Rocky is a character Grace meets during the mission. I'm going to stay firmly in spoiler-free territory here, but I will tell you this: Rocky is brought to life through practical puppetry, built by legendary creature designer Neal Scanlan (the same person behind BB-8) and performed live on set by puppeteer James Ortiz. No cheap CGI stand-in. A real, physical presence that Gosling could actually react to. The result is a character that feels genuinely alive. You believe in Rocky the same way you believed in E.T. when you were a kid. That kind of movie magic is rare, and it's rarer still when it's done at blockbuster scale.
Ryan Gosling as Dr. Ryland Grace and Lionel Boyce as Officer Carl in Project Hail Mary
IMAX 70mm Is the Only Way to See This
I caught this film in IMAX 70mm, and I cannot stress this enough. See it big in IMAX if you can.
The visual fidelity on that screen is unlike anything I've experienced in a theater in years. Cinematographer Greig Fraser (who shot Dune and The Batman) and the production team made the fascinating choice to shoot digitally, transfer the footage to physical film stock, and then re-digitize it to bring back the warmth and grain of analog. The result is a movie that looks enormous and gorgeous but also intimate and tactile.
In the IMAX sequences, the aspect ratio opens up wider and the screen just swallows you. The audio design is equally impressive, this film uses sound to hold and build tension in a way that's genuinely masterful. There are moments of silence that are louder than any explosion. There are moments of ambient hum and score that made the hair on my arm stand up.
See it in IMAX. Trust me on this one.
The Verdict
Project Hail Mary is the best space movie of our generation. It balances the complexity of its central scientific problem with genuine human emotion in a way that is incredibly hard to pull off. It made me laugh. It made me tear up. It had me locked in for every single one of its 156 minutes. Ryan Gosling is at his absolute best. The practical effects are jaw-dropping. The story is inventive, warm, and deeply human. And it does all of this while never dumbing itself down or losing sight of why the stakes matter.
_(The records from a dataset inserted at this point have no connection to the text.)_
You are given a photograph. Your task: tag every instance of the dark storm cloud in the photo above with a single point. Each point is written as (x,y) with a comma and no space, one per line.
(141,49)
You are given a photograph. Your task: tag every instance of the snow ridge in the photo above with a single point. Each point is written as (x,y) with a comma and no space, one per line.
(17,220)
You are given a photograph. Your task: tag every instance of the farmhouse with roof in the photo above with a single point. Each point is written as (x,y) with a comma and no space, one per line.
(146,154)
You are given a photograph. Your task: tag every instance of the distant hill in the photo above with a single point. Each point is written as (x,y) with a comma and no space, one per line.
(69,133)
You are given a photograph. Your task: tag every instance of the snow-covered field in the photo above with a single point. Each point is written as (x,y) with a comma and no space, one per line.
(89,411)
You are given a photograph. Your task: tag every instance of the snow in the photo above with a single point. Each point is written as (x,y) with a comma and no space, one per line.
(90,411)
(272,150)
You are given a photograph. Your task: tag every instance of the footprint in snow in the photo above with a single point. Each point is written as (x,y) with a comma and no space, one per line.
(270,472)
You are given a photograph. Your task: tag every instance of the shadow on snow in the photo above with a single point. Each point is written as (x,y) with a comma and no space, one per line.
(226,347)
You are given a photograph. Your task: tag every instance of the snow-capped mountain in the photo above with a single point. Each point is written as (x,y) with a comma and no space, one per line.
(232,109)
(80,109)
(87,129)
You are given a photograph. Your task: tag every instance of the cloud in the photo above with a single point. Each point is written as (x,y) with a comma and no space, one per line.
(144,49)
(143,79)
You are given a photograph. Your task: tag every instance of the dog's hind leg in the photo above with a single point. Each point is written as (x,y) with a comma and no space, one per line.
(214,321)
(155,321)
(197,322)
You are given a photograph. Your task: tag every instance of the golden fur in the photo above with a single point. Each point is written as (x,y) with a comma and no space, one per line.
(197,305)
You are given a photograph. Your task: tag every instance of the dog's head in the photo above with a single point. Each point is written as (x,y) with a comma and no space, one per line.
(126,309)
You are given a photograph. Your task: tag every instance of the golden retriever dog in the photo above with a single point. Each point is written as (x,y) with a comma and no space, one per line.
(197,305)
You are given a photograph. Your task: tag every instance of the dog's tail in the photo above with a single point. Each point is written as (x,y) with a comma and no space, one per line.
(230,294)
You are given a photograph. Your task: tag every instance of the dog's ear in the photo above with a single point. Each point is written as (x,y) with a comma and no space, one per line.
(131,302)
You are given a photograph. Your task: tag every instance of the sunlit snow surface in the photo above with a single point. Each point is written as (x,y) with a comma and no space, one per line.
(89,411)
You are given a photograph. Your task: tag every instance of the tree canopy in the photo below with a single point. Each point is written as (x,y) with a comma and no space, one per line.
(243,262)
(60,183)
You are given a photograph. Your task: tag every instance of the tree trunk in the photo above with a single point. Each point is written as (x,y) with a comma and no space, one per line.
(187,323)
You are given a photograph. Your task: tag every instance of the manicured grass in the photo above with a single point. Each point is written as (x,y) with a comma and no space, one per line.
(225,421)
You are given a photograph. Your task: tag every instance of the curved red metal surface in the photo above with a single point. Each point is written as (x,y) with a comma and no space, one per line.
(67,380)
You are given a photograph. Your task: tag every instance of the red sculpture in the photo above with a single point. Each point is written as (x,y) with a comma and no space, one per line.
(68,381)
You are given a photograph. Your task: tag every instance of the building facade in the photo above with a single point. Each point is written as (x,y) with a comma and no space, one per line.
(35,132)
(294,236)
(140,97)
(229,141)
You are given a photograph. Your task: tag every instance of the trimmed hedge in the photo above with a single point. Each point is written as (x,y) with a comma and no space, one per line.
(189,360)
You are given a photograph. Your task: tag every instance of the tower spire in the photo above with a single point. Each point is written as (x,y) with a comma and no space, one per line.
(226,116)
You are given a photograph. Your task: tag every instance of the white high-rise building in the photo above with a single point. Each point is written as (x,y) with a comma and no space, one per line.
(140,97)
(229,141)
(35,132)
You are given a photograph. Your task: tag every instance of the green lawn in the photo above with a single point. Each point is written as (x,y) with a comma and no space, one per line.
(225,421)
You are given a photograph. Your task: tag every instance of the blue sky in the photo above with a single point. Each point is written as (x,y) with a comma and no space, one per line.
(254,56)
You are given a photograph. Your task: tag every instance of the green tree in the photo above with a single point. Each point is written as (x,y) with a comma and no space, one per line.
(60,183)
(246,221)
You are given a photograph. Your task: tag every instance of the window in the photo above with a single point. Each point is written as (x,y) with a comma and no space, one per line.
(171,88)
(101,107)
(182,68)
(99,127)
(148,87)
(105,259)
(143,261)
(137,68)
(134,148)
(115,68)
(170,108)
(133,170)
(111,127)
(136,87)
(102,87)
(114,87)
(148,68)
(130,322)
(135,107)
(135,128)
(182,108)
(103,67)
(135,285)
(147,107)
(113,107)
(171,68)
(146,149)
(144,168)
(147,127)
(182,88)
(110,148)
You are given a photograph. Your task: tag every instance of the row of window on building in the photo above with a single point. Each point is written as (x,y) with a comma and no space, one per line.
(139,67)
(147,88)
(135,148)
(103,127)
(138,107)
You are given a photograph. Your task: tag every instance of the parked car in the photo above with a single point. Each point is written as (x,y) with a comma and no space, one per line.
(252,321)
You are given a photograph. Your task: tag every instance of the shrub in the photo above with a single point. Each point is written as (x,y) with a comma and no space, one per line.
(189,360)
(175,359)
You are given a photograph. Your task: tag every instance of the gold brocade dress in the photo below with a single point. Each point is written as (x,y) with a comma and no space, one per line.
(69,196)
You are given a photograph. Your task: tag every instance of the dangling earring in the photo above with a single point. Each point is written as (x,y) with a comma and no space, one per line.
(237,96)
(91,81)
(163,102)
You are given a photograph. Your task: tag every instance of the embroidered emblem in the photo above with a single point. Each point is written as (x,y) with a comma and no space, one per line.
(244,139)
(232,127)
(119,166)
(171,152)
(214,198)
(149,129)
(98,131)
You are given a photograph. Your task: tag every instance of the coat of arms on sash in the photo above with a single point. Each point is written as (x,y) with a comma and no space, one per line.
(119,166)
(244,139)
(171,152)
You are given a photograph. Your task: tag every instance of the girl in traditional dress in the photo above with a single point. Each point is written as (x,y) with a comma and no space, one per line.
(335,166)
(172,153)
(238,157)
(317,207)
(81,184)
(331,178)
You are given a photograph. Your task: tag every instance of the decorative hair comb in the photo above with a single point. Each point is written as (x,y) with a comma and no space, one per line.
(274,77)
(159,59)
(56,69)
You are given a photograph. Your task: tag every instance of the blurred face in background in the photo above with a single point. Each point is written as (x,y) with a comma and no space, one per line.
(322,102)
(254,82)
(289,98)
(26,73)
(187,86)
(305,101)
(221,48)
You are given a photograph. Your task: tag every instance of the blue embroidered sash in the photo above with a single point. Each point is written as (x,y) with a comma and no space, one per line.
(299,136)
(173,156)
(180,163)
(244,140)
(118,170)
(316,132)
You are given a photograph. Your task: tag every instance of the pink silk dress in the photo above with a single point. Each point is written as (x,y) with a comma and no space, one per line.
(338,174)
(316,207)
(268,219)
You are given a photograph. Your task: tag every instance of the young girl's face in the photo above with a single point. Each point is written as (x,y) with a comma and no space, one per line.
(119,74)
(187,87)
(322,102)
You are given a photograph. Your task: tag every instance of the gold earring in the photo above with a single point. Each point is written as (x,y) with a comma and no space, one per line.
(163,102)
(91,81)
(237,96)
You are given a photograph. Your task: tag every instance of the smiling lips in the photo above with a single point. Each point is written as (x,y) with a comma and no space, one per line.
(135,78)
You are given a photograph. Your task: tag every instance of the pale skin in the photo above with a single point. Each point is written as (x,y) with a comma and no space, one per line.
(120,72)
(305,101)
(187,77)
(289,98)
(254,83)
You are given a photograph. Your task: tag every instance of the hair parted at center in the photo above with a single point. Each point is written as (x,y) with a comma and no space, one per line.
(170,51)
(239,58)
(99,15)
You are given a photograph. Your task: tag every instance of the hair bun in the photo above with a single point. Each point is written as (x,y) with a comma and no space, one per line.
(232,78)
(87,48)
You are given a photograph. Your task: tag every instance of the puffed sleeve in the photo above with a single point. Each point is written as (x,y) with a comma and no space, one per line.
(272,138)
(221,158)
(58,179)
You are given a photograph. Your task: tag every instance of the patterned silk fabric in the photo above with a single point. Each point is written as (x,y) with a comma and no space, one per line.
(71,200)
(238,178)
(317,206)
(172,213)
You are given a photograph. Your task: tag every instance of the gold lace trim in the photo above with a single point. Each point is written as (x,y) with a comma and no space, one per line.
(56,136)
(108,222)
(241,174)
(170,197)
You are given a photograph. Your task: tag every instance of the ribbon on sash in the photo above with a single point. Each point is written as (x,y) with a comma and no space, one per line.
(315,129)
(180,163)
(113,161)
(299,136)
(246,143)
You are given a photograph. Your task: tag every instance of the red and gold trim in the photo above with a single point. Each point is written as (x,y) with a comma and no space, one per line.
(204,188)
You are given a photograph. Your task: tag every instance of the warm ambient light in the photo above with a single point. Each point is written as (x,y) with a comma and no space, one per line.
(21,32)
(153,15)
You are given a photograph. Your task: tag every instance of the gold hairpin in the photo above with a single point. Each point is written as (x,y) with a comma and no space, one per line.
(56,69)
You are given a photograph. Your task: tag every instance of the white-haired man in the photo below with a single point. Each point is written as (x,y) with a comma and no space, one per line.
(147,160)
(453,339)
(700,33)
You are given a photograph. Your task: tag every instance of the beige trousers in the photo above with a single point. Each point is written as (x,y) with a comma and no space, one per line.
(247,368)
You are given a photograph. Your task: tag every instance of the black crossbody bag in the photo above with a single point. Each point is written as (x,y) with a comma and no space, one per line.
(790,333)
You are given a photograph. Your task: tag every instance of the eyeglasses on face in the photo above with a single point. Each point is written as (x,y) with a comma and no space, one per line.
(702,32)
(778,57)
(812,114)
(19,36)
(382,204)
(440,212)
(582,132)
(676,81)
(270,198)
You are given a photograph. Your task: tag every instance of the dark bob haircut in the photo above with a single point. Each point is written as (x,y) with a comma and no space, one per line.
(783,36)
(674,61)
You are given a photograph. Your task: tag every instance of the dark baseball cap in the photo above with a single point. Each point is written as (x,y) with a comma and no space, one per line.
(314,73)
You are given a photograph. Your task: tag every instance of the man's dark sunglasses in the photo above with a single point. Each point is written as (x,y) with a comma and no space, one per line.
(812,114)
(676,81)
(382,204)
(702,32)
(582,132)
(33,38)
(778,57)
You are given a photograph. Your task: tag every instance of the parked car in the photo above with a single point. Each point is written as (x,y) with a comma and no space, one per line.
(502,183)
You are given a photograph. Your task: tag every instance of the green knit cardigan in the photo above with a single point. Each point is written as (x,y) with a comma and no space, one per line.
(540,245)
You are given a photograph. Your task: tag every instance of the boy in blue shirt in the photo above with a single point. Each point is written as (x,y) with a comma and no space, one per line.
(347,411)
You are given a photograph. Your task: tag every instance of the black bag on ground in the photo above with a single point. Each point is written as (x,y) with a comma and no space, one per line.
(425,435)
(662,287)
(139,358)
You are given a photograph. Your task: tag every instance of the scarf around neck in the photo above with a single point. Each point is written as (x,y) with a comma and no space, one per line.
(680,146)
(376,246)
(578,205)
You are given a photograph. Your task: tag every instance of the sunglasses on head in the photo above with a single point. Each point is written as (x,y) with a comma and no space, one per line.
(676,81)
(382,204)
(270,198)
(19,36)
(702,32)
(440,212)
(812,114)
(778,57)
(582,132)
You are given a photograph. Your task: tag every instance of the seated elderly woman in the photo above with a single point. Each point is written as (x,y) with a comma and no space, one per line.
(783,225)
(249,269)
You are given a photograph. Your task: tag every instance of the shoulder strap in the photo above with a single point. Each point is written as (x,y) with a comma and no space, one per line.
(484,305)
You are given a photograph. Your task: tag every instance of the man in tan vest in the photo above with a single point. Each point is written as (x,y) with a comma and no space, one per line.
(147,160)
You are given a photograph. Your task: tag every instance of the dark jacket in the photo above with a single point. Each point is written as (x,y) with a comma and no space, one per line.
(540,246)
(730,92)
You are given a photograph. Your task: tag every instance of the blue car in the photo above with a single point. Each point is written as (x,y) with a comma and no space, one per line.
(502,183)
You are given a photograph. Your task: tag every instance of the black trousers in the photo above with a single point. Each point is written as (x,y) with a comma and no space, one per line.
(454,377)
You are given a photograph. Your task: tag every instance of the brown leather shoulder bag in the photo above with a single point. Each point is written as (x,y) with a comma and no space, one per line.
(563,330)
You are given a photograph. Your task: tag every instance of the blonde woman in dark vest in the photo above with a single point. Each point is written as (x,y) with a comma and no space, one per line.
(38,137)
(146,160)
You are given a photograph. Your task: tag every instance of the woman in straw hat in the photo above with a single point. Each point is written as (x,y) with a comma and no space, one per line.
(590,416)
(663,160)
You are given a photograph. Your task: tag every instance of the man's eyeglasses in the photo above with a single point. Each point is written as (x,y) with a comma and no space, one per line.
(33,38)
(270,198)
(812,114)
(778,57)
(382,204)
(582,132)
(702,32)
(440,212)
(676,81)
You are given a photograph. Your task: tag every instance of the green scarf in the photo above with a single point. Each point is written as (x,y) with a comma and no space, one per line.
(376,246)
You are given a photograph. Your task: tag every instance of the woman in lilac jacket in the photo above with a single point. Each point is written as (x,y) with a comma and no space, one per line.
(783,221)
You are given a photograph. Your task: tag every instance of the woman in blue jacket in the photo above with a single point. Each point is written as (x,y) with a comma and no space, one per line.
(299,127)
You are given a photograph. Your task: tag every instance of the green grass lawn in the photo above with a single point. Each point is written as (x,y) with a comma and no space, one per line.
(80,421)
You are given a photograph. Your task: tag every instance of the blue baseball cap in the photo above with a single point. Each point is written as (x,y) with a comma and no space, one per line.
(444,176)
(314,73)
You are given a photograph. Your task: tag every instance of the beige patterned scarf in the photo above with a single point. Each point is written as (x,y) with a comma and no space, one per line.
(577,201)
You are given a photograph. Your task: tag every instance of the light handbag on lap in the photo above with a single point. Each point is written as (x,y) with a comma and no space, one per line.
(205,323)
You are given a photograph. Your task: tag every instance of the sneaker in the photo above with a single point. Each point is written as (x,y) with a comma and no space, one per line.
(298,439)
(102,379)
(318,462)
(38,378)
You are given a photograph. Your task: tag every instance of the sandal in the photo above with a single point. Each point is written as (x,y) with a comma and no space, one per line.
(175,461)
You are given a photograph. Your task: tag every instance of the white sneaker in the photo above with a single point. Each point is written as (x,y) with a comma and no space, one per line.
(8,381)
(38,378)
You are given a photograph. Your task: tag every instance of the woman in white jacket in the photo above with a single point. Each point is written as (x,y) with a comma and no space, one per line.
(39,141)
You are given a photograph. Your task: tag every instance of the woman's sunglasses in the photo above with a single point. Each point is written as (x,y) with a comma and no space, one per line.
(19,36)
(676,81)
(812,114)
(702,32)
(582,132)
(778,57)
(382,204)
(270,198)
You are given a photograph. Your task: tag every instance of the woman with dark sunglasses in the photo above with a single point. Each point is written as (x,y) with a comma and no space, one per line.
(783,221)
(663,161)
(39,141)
If you liked The Martian, you'll love this. If you've been waiting for a blockbuster that actually respects your intelligence while also giving you something to feel — this is your movie.
FAQ
Is Project Hail Mary worth seeing in IMAX? Absolutely. The film was shot with IMAX cameras and the presentation in 70mm IMAX is one of the best theatrical experiences of 2026. The audio design and visual scope are built for the biggest screen you can find.
Do I need to read the book before seeing Project Hail Mary? No. The movie stands completely on its own. I hadn't read the novel and had zero trouble following the story. That said, book readers report that the film is largely faithful to the source material, with some science streamlined for pacing. My wife is still mad that I haven’t read the book, but I’m on it now.
How does Project Hail Mary compare to The Martian? Both films are adapted from Andy Weir novels by the same screenwriter, Drew Goddard. The Martian is a more grounded survival story. Project Hail Mary is bigger in scope and more emotionally ambitious, it's a buddy movie set in deep space about friendship, sacrifice, and saving two worlds at once. If you loved The Martian, Project Hail Mary is essential.
Is Project Hail Mary appropriate for kids? The film is rated PG-13. It's not particularly violent or scary, but the emotional weight of some scenes, particularly toward the end it may hit younger viewers hard. For older kids and teens, it's a fantastic choice, especially for science-minded young audiences.
Is Rocky CGI in Project Hail Mary? One of the most impressive things about the movie. Rocky is a practical puppetry creation built by creature designer Neal Scanlan and performed live on set by James Ortiz. Ryan Gosling was reacting to a real physical character in every scene, which is a huge part of why their relationship feels so believable.